Both nCas9‐PmCDA1‐UGI‐based CBE vectors and Cas9‐based nuclease vectors were constructed for each target site. Vectors were tested in rice protoplasts and the editing outcomes were analysed by next‐generation sequencing (NGS) of PCR amplicons. The analysis showed that Cas9 nuclease produced ~10% to 50% NHEJ indel mutations across these five different target sites. Impressively, the nCas9‐PmCDA1‐UGI system generated comparable editing efficiencies at four out of the five target sites (Figure 3a). The base‐editing frequency was lower than the NHEJ mutation frequency at the OsGW2‐sgRNA01 site (Figure 3a). We further analysed the base‐editing outcomes and found that most C‐to‐T base edits indeed resulted in stop codons, and few indels were generated at these target sites (Figure 3b). Analysis of the editing frequencies for all possible editable cytosines in the protospacers showed that the highest editing occurred at the 2–6 nt positions (Figure 3c), consistent with earlier reports with this CBE (Li et al., 2021a; Ren et al., 2021a; Shimatani et al., 2017; Sretenovic et al., 2021a; Tang et al., 2018b; Zhong et al., 2019) and our CRISPR‐BETS design guideline. These data suggest that gRNAs designed by CRISPR‐BETS indeed yield high percentage of stop codon‐containing edits.
Assessment of CRISPR‐BETS in tomato protoplasts
To see whether stop codons can be reliably and frequently generated in a dicot species, we tested CRISPR‐BETS in tomato. We first wanted to edit the Blc gene encoding a beta‐lycopene cyclase. We again chose the nCas9‐PmCDA1‐UGI and the NGG PAM for the base‐editing system. Two CRISPR‐BETS‐designed gRNAs (SlBlc‐NGG‐gR1 and SlBlc‐NGG‐gR2) were assessed in tomato protoplasts for their C‐to‐T base‐editing performance (Figure S1b). We found that at SlBlc‐NGG‐gR1 ~20% C‐to‐T base‐editing frequency was generated and at SlBlc‐NGG‐gR2 ~30% C‐to‐T base‐editing frequency occurred (Figure 4a). Impressively, nearly all base‐editing events carried the introduced stop codons (Figure 4a). Analysis of the base‐editing window showed the high editing positions of 2–6 nt in the protospacers (Figure 4b) which were consistent with the data in rice.

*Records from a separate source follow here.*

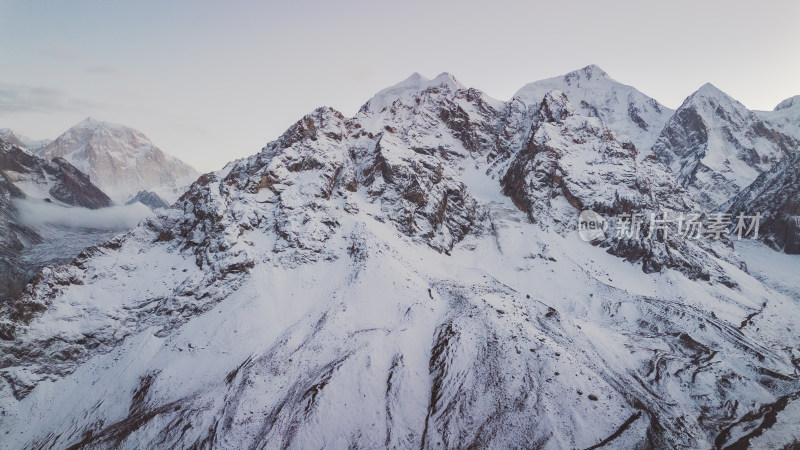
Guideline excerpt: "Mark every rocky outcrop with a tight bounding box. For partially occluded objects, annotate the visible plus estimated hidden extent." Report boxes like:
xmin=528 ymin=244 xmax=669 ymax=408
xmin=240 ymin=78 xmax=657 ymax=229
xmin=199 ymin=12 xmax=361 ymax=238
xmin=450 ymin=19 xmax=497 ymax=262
xmin=125 ymin=191 xmax=169 ymax=210
xmin=728 ymin=152 xmax=800 ymax=255
xmin=653 ymin=84 xmax=800 ymax=211
xmin=501 ymin=91 xmax=741 ymax=283
xmin=0 ymin=68 xmax=800 ymax=448
xmin=39 ymin=118 xmax=197 ymax=202
xmin=514 ymin=65 xmax=674 ymax=151
xmin=0 ymin=141 xmax=111 ymax=209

Recently, we showed that the use of Cas9‐NG and SpRY could broaden the editing scope of the PmCDA1‐based CBE systems (Ren et al., 2021b; Zhong et al., 2019). We decided to compare both systems at editing of the two relaxed NG PAM sites in tomato protoplasts, one in the STAY‐GREEN 1 (SGR1) gene (Luo et al., 2013) and the other in the AGO7 gene (Husbands et al., 2009). Interestingly, we found Cas9‐NG‐CBE (pYPQ266A) and SpRY‐CBE (pYPQ266E) preferentially edited SlAGO7‐NG‐gR1 and SlSGR1‐NG‐gR2 respectively (Figure 4c). At the SlAGO7‐NG‐gR1 site, Cas9‐NGCBE generated ~0.22% C‐to‐T base‐editing efficiency, while SpRY‐CBE failed at editing this target site. At the SlSGR1‐NG‐gR2 site, SpRY‐CBE generated ~3% base‐editing efficiency, while Cas9‐NG CBE failed at editing this site. It is well known that Cas9‐NG‐ and SpRY‐based base editors have low editing efficiency and high failure rates, which is partly due to their vector self‐editing tendency (Qin et al., 2020; Ren et al., 2021b). However, we found that stop codons were introduced in nearly all the C‐to‐T editing events at both target sites (Figure 4c), which indicated high predictability of CRISPR‐BETS regardless of the Cas9 systems used. As expected, the editing window (Figure 4d) is consistent with other target sites in this study and other studies for nCas9‐PmCDA1‐UGI (Li et al., 2021a; Ren et al., 2021a; Shimatani et al., 2017; Sretenovic et al., 2021a; Tang et al., 2018b; Zhong et al., 2019).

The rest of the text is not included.